Article

The phenotypic spectrum of contiguous deletion of CYP21A2 and tenascin XB: quadricuspid aortic valve and other midline defects.

Laboratory of Clinical Investigation, National Institute on Aging, National Institutes of Health, Baltimore, Maryland, USA.
American Journal of Medical Genetics Part A (Impact Factor: 2.3). 11/2009; 149A(12):2803-8. DOI: 10.1002/ajmg.a.33092
Source: PubMed

ABSTRACT Congenital adrenal hyperplasia (CAH) due to 21-hydroxylase deficiency is an autosomal recessive disorder and is the most common cause of ambiguous genitalia in the newborn. The genes encoding 21-hydroxylase, CYP21A2, and tenascin-X (TNX), TNXB, are located within the HLA complex, in a region of high gene density termed the RCCX module. The module has multiple pseudogenes as well as tandem repeat sequences that promote misalignment during meiosis leading to complex gene rearrangements, deletions and gene conversion events.
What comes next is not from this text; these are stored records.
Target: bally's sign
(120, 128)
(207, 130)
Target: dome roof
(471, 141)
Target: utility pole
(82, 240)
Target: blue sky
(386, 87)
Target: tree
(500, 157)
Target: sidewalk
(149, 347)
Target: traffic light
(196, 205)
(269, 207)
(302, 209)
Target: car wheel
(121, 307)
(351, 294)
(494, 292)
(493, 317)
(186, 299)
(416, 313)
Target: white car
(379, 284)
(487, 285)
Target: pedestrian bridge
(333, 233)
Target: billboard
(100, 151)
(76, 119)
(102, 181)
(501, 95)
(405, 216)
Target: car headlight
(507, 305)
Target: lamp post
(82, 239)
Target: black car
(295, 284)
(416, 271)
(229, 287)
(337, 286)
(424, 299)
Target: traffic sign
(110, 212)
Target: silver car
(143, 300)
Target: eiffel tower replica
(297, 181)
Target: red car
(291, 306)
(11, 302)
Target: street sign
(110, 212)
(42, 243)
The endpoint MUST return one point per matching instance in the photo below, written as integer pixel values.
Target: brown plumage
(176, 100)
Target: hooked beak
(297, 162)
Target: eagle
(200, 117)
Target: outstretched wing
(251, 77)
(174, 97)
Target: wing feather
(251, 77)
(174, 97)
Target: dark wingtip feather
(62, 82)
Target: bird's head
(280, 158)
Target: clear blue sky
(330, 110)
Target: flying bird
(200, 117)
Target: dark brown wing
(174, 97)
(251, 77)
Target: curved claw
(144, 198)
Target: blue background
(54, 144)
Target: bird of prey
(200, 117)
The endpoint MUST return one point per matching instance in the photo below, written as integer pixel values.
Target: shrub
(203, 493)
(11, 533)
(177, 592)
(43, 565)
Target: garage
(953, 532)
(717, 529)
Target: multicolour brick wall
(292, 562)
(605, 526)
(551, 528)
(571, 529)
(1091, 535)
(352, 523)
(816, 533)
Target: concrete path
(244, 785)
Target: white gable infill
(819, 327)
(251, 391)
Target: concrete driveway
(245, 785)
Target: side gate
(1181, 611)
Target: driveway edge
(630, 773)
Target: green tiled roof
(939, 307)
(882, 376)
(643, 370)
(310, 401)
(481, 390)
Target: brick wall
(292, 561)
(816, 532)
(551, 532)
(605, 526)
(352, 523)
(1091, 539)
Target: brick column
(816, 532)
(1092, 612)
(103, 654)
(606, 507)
CYP21A2 mutations cause CAH, and TNX deficiency has been identified as a cause of hypermobility type Ehlers-Danlos syndrome (EDS). Here we report on a three-generation family with a heterozygous deletion encompassing CYP21A2 and TNXB that initially came to medical attention due to the diagnosis of CAH in the proposita. Southern blotting and PCR-based analysis of the RCCX module revealed a CYP21A2 deletion extending into TNXB in one allele and a CYP21A2 point mutation in the other allele. Family history is notable for joint hypermobility. Additional radiological and clinical investigations showed a quadricuspid aortic valve, single kidney, bicornuate uterus and a bifid uvula in the proposita, and mitral valve prolapse in her mother. These findings further delineate the phenotype of the CAH-TNX contiguous gene deletion syndrome and point to an intersection of connective tissue dysplasias with a common gene-mediated endocrine disorder.